Mobiler Alleskönner für die Prozessanalyse

Diagnosekoffer des IFW erfasst Maschinendaten
Diagnosekoffer des IFW erfasst MaschinendatenBild: IFW

Das Institut für Fertigungstechnik und Werkzeugmaschinen (IFW) der Leibniz Universität Hannover hat ein mobiles Messsystem zur Erfassung von Maschinendaten entwickelt. Dieses unterstützt das IFW vor Ort bei einer Potentialanalyse für Produktionsdaten, so wird die Echtzeit-Erfassung von Informationen für die gesamte Automatisierungspyramide ermöglicht: von der Unternehmensebene (ERP) bis hin zur Feldebene (Prozess- und Zustandsüberwachung).

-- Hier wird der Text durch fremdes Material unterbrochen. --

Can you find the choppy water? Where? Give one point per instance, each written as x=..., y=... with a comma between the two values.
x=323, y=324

Das System basiert auf einem multitouch 22″ Hochleistungsindustrie Panel-PC mit feldbusunabhängigem Klemmenbus, das in einem Hartschalenkoffer integriert ist.

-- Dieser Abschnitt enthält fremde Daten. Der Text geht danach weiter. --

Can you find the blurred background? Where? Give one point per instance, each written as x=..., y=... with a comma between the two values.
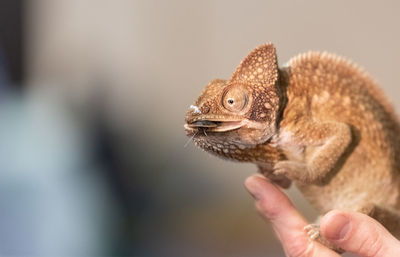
x=92, y=101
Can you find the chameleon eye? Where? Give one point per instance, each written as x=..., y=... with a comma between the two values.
x=235, y=99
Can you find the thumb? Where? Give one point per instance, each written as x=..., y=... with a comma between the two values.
x=359, y=234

Das autarke System kann im rauen industriellen Umfeld flexible eingesetzt werden. Die Maschinen- und Prozessdaten werden über die gängigen Bussysteme wie Profibus oder Profinet der Feldebene eingelesen oder mit steuerungsexternen Sensoren gemessen. Das Messsystem ist so aufgebaut, dass die externen Sensoren speziell auf die Herausforderung anpassbar sind. Unterschiedliche Messgrößen stehen der Maschine zur Verfügung. Die Abtastfrequenz ist abhängig von ihnen und variiert meistens zwischen dem Maschinentakt (IPO-Takt) und 100.000kHz. Die Messgrößen werden in Echtzeit digitalisiert, aufbereitet, verarbeitet und visuell ausgegeben. Der Anwender verfolgt die Daten live, so stehen die Prozessinformationen direkt zur Weiternutzung bereit. Basierend auf den Informationen führen die Wissenschaftler und Ingenieure des IFW erste Prozessuntersuchungen beim Unternehmen vor Ort durch. Eine detaillierte Auswertung erfolgt auf Wunsch entweder beim Unternehmen oder im Institut. Basierend auf dem Expertenwissen werden unbekannte Potentiale erkannt und dem Unternehmen aufgezeigt. Anschließend werden Verbesserungsvorschläge anhand des verfügbaren Expertenwissens bereitgestellt und bezüglich des Einsatzes für künstlicher Intelligenz bewertet.